Uma decisão da 2ª Vara Cível de Crato decidiu que o município reabra seis escolas na zona rural. O pedido do MPCE foi atendido no dia 21 de maio e ajuizado pelo promotor de justiça David Moraes da Costa ainda em 7 de março.

Um Decreto municipal previa a “nucleação” das unidades escolares de Crato, fechando as escolas Vicente Antônio Borges, Tomaz Ferreira, Dedé Pinheiro, Sítio Páscoa, Sítio João Grande e João Paulo II, sob o pretexto de que os alunos seriam matriculados em unidades-polo.

Com a decisão judicial, a cidade deve restabelecer num prazo máximo de 60 dias, sob pena de multa de R$ 2 mil por dia de descumprimento, além de multa de 20% sobre o valor, caso desrespeite o prazo.

Segundo o MPCE, o procedimento formalizado pela cidade possui irregularidades, como inexistência de um processo administrativo, ausência de manifestação prévia do Conselho Municipal de Educação e ausência de participação efetiva das comunidades diretamente interessadas.

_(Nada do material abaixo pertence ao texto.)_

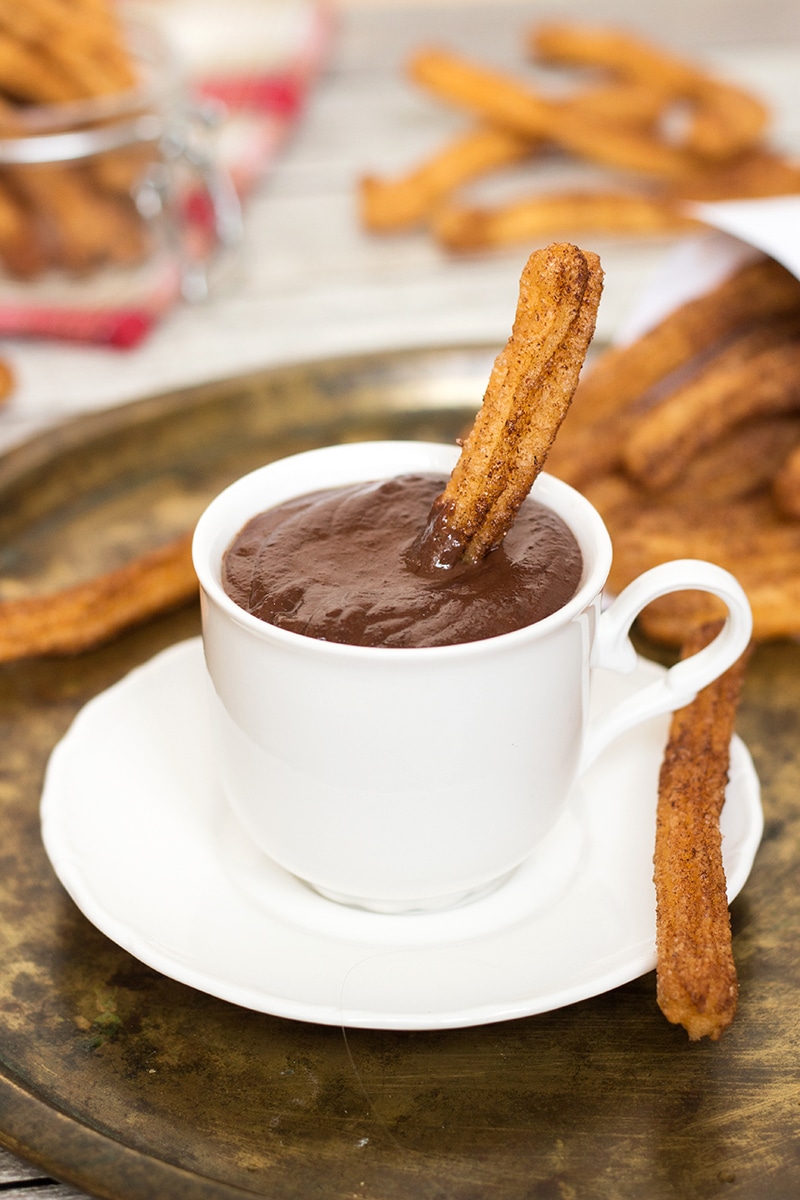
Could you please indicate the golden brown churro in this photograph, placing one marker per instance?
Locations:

A defesa do município diz que procedimento é legal, afirmando que as comunidades interessadas e o Conselho Municipal de Educação foram ouvidos, mostrando-se legítimo o decreto de nucleação. Disse ainda que a providência atende o interesse público, pois havia matrículas insuficientes nas unidades escolares, o que resultou, inclusive, na abertura de classes multisseriadas, que não são eficientes na ótica da pedagogia.

O juiz de direito José Flávio Bezerra Morais afirmou que o município agiu ao arrepio das determinações da legislação educacional, uma vez que paralisou as atividades escolares sem avaliar as variáveis apontadas pela população envolvida.

O magistrado acrescentou ainda que a mudança veio à tona na véspera do retorno dos alunos das férias, no início do período letivo. “Tal fator torna evidente a falta de adequado planejamento por parte do ente público municipal, bem como a ausência de respeito aos alunos e seus familiares, pegando-os de surpresa e gerando incerteza em relação ao futuro escolar das crianças pertencentes às unidades desativadas”, finaliza.